Alle diese Nachrichten von Familien und Einzelnen führen uns in denselben Kreis. Es ist die Welt der Unternehmenden und der Genießenden, aber auch der an der Beherrschung der Stadt Beteiligten. Ihre außerordentliche Lebenskraft, bei einzelnen dieser Familien während nur kurzer Zeit wirksam und wie aufgestaut in Wenigen, waltet durchweg: in der politischen Leistung, in der gewerblichen Arbeit, in der opulenten Kirchenstiftung, im Übermute der sich Alles erlaubt. Dabei geht meist, auch hart neben dem emsigsten Geschäftsgeiste, alles Sinnen solcher Kaufleute aus Imitation der Pracht, des Lebensgenusses, der stolzen Geberde, die sie nur in der vornehmen Welt heimisch wähnen. Ein Streben, das bis zur törichten unglückbringenden Sucht ausarten kann; Hans Jungerman zeigt uns die höchste Steigerung dieses Wesens.
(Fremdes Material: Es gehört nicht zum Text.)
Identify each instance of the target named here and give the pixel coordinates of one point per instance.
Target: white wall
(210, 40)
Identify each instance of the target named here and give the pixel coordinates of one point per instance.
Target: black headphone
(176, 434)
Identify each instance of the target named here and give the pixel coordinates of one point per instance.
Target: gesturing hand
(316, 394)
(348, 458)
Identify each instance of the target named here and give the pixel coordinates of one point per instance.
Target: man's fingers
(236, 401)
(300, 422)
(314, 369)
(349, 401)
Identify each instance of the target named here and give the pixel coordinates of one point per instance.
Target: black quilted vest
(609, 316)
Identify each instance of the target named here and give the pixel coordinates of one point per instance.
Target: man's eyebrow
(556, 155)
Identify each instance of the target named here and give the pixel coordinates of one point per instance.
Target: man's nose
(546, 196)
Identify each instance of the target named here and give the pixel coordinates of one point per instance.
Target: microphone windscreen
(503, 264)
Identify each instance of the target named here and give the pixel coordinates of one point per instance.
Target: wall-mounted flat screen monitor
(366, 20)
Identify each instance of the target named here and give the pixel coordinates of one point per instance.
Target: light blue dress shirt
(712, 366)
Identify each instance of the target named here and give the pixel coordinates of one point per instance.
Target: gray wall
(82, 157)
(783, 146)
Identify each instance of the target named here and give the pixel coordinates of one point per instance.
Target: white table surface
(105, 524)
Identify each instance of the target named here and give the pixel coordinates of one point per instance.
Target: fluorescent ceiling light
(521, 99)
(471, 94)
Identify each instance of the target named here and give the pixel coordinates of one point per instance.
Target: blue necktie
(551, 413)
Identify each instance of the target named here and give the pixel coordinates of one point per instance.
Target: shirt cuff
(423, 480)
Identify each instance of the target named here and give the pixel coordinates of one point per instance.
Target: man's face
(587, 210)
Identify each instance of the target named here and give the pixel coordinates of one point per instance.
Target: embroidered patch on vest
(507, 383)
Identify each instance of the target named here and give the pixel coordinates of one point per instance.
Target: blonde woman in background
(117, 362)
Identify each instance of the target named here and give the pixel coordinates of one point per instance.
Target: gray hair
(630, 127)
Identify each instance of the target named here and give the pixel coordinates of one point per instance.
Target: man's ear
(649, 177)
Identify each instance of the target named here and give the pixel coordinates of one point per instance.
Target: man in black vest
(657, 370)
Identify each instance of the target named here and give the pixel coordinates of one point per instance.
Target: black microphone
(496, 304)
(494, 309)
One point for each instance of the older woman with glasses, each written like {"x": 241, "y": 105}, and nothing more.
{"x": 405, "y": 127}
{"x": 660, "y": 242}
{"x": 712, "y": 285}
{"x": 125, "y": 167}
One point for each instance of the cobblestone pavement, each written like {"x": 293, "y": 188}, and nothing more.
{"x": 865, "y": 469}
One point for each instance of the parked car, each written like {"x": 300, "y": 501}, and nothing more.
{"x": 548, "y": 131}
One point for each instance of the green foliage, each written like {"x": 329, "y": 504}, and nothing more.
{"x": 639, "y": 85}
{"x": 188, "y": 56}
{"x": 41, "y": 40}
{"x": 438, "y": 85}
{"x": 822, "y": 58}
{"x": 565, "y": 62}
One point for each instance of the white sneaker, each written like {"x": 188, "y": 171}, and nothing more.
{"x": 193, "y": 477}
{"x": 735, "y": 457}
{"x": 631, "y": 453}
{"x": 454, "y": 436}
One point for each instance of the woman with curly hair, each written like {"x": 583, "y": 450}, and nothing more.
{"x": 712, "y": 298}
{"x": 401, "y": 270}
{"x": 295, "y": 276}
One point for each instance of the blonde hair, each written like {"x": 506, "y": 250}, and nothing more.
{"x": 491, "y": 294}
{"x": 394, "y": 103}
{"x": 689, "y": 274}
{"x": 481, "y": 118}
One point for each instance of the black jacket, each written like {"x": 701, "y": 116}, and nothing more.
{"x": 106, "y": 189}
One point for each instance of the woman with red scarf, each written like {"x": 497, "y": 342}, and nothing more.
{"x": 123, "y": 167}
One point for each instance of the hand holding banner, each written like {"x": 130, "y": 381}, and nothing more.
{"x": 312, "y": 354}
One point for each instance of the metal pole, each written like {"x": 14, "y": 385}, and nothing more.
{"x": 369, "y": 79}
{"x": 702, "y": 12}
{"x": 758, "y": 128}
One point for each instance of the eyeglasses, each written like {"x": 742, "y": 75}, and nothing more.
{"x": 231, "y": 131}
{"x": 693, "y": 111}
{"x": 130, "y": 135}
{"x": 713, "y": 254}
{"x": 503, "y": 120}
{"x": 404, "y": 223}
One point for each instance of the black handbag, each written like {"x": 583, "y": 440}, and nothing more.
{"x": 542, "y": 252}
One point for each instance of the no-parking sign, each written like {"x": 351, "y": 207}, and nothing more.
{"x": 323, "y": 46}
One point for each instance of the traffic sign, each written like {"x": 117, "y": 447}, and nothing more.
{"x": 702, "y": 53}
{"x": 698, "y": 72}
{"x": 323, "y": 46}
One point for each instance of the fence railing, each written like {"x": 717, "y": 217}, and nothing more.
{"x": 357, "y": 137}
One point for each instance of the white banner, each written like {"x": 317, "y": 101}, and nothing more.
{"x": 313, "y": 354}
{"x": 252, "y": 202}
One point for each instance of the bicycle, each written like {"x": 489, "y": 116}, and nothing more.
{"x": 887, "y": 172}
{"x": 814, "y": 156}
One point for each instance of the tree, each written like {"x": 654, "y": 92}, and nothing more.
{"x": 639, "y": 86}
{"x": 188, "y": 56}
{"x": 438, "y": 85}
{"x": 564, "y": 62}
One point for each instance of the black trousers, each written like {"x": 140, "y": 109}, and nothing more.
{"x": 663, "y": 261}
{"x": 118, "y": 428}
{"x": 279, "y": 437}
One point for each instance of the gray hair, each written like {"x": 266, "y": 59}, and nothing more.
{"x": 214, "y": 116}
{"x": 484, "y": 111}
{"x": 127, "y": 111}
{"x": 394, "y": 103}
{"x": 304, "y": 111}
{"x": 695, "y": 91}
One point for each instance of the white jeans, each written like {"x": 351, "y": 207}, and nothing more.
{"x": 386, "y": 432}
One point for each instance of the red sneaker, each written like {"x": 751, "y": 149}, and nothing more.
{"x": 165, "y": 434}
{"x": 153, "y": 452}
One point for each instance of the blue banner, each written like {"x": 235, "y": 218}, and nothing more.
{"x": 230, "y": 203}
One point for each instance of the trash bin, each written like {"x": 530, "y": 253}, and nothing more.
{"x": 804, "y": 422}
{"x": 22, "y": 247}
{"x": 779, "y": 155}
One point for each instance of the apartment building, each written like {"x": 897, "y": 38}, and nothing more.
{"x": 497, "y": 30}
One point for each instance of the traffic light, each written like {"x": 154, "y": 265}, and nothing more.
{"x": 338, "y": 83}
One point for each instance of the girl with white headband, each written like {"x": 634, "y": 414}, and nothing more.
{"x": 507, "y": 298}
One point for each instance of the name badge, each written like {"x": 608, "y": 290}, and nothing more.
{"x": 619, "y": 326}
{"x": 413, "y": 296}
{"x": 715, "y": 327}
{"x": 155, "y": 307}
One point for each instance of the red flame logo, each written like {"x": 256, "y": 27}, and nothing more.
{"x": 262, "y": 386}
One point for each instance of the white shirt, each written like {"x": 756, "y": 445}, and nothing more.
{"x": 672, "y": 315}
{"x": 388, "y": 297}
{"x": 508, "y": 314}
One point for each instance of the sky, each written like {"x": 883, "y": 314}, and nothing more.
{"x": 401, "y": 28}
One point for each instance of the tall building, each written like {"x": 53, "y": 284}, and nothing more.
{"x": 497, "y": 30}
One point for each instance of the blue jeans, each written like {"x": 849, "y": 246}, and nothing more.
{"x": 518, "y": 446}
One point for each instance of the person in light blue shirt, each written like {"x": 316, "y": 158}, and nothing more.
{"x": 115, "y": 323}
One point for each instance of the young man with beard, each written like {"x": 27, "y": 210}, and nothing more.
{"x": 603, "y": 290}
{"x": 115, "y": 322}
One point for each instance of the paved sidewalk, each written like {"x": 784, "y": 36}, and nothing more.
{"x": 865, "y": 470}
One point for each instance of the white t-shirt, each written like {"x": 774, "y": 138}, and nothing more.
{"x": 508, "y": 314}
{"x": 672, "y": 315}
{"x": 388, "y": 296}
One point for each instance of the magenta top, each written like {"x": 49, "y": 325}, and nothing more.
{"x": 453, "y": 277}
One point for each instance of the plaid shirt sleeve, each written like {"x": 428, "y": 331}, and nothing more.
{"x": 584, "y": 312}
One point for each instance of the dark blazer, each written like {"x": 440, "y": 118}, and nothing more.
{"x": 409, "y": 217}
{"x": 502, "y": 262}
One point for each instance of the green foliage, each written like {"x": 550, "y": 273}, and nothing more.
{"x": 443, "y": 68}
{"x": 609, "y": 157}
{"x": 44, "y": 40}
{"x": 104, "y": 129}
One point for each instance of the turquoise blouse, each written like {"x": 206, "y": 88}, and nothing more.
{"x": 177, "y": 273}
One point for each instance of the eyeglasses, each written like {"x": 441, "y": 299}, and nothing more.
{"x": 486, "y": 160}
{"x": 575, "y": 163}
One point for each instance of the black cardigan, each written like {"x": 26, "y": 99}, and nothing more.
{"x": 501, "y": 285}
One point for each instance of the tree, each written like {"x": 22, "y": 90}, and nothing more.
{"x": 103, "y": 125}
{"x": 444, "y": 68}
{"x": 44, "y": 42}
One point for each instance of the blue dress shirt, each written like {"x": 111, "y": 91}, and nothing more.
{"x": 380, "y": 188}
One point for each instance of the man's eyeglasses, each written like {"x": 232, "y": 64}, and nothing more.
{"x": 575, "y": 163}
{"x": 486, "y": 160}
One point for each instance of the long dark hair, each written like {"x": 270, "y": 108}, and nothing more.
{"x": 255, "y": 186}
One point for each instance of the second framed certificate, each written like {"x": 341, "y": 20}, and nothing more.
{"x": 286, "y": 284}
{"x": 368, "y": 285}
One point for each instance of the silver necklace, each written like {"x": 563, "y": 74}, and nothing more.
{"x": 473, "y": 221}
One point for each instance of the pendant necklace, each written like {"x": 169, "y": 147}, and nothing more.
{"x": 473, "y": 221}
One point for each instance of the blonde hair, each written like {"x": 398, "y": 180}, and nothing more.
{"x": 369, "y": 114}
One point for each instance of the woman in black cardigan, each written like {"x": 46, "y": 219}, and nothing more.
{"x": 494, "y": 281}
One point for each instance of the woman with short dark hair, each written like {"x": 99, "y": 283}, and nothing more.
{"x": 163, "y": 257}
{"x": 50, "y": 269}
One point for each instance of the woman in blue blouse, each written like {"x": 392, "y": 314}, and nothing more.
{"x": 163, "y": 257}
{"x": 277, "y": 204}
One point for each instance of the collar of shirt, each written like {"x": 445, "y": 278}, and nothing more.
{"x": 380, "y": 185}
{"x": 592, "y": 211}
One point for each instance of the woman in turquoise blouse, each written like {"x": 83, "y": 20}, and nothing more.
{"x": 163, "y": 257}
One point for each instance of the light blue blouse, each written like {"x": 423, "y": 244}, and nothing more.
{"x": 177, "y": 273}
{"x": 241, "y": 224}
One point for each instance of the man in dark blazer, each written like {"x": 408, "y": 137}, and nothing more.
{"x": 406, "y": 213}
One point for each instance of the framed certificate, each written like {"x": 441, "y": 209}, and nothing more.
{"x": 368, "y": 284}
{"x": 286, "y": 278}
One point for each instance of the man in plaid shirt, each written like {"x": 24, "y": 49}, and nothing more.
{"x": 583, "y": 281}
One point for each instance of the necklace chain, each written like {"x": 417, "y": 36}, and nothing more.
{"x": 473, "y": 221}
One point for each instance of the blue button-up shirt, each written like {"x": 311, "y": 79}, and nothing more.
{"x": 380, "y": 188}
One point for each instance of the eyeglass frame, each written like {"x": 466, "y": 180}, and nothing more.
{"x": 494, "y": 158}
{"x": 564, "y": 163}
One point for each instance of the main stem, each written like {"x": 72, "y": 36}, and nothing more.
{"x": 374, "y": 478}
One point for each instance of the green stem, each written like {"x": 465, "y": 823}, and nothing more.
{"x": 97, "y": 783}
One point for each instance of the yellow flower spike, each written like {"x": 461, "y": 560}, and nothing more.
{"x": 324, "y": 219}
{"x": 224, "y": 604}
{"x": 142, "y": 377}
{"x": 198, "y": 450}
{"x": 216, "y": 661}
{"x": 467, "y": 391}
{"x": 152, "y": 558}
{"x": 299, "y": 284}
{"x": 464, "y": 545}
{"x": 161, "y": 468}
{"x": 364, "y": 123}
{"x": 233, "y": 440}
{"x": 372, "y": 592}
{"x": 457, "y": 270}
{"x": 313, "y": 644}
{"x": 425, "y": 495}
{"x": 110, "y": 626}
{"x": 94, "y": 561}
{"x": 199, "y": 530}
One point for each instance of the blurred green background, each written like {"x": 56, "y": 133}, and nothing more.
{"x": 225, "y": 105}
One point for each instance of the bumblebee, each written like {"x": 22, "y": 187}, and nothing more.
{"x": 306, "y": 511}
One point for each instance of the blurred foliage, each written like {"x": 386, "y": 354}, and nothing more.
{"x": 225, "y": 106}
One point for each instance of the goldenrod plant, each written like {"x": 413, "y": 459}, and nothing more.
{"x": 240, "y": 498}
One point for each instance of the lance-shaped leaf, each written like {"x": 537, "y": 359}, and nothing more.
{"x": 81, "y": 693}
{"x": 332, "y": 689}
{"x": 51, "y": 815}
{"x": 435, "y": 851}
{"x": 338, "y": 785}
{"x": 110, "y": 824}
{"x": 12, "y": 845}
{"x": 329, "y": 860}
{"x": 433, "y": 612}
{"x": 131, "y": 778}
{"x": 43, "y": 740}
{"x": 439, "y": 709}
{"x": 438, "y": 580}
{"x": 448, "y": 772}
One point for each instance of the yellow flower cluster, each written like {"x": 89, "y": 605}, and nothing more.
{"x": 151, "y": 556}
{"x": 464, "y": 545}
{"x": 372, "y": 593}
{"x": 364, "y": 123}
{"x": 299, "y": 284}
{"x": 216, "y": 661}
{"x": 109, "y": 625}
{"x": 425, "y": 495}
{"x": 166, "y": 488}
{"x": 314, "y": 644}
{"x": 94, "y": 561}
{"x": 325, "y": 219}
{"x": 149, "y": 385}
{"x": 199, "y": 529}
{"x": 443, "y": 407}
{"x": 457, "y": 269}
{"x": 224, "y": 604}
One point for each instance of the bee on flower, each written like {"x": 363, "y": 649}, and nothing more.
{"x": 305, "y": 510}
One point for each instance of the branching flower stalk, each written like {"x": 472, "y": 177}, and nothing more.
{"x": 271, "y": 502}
Als Krämer aus Masmünster erwirbt Heinrich Jungerman 1437 das Basler Bürgerrecht; er wird zu Gartnern, zu Safran, zu Hausgenossen, zu Schmieden, zum Schlüssel zünftig und kommt in den Rat; er erwirbt mehrere Häuser, er heißt Wechsler und Kaufmann. Sein Sohn Hans handelt weiter mit Tuch Samt Eisen Venedigerglas usw.; Alles umfaßt er Kraft [906] seiner Vielzünftigkeit, wird Ratsherr und zuletzt Oberstzunftmeister. Und nun sollen zu diesem mühsam erarbeiteten Reichtum auch Glanz und Hoheit kommen. Hans Ulrich, des Hans Sohn, ist auf dem Weg, ein Geistlicher zu werden; da nimmt ihn der Vater aus der Schule und kauft ihm einen Hengst, damit er ein Ritter werde. Aber das Krämerblut ist im Jungen mächtiger; er betreibt mit dem Roß einen Holzhandel. Nun führt ihn der Vater zu den „mutwilligen Gassenjunkern“, unter deren Anleitung er bei Wein Spiel und Dirnen die edle Lebensart lernen soll. Auch das ist dem Hans Ulrich zuwider, und auch der vom Vater ihm aufgezwungenen Ehe mit Katharina Bischoff entzieht er sich. Aus Überdruß wird er liederlich und schlecht und kommt ins Gefängnis; zuletzt ist er Trabant des Grafen Heinrich von Fürstenberg und findet neben ihm den Tod auf dem Dornacher Schlachtfelde, wird von den Schweizern „ritter-zu-tot“ geschlagen, 1499.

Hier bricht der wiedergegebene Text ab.